If you want to up the percentage of hay that you get in the deal, you might propose to pay part of the fertilizer bill. The fertilizer that I put on my grass for hay costs more than the $25 per bale that the haying company charges and that leaves me allowing nothing for paying for the land that the grass is grown on. IMO, with having to buy the fertilizer at today's prices and pay for the land, a haying company should feel fortunate to get 50% of the hay.


----------



## Customfarming (Oct 8, 2009)

We do not do anything 50/50 cant afford too. If its fertilized we will do it for 3:1 or if not at least 5:1. Price of fuel, equipment and other expenses are the reasoning. If we have to fertilize a field we take it all. Now telling the land owner that will be difficult and probably wont be easy but no need to lose money on something. I would just arrange a meeting with her and sit down discuss the costs and how you cannot afford to do for 50/50. Do not get mad and if she does not see it the same way then it was not meant to be.


----------



## rjmoses (Apr 4, 2010)

When negotiating any deal, do your homework first: Find out as much info as you can about what other similar deals are in your area. Know what is a fair deal for you (Rule of thumb: A fair deal is usually neither party gets everything they want, but both are satisfied.)

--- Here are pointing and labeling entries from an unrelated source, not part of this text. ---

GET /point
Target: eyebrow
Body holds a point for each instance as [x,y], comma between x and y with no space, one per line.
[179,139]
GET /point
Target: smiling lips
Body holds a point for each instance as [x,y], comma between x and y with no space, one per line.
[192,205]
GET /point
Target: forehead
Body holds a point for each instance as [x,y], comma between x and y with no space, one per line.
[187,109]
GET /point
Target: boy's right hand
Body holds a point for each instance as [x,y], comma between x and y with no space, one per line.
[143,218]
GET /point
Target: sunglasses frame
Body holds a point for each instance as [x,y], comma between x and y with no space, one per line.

Like Customfarming said: don't get mad. Say everything with a smile and appreciation, even if you say "No".

And remember that what is a fair deal for you may not be a fair deal for anybody else because of your circumstances.

Ralph


----------



## swmnhay (Jun 13, 2008)

Alot of variables.

What kind of hay and what is it worth.

Figure all your costs at custom rates.

Compare the two.

You have the weather risk so need to factor some of that in.

Fertilizer should be split the same as the hay split as both will be benifiting from it in higher yield.

HERE.For alfalfa 50-50 and split fertilizer bill.And I will pay all seed costs with a long term contract.


----------



## mulberrygrovefamilyfarm (Feb 11, 2009)

Not sure where you are but 50/50 around here for hay right now would be a tough sell. With corn/bean prices what they are, the land owner is much better off paying for someone to take out the hay and do custom corn/bean on 100ac for her and she would come out WAY ahead unless the ground wont grow corn or beans for some reason. Around here that's what's in the landowners head and it's tough to get them to understand the cost pressures associated with hay when they can lock into another crop that is bringing high $$ with insurance to boot.


----------



## rrch129 (Oct 5, 2009)

All very good advice guys. I am in Kentucky. The lasy has about 150 acres that is currently in crops and this 100 acres for hay. I have picked up the hay just need to see if she'll do 2/3 1/3 and I am going to try to pick up the crop ground which she currently goes 50/50 on. Not sure why this hay ground isnt in crops but not my land.


----------



## mlappin (Jun 25, 2009)

These days I only have one person I'll do shares with on hay and it's 2/3's-1/3. I do some custom work as well, I might have to raise prices on that as I still turn some down.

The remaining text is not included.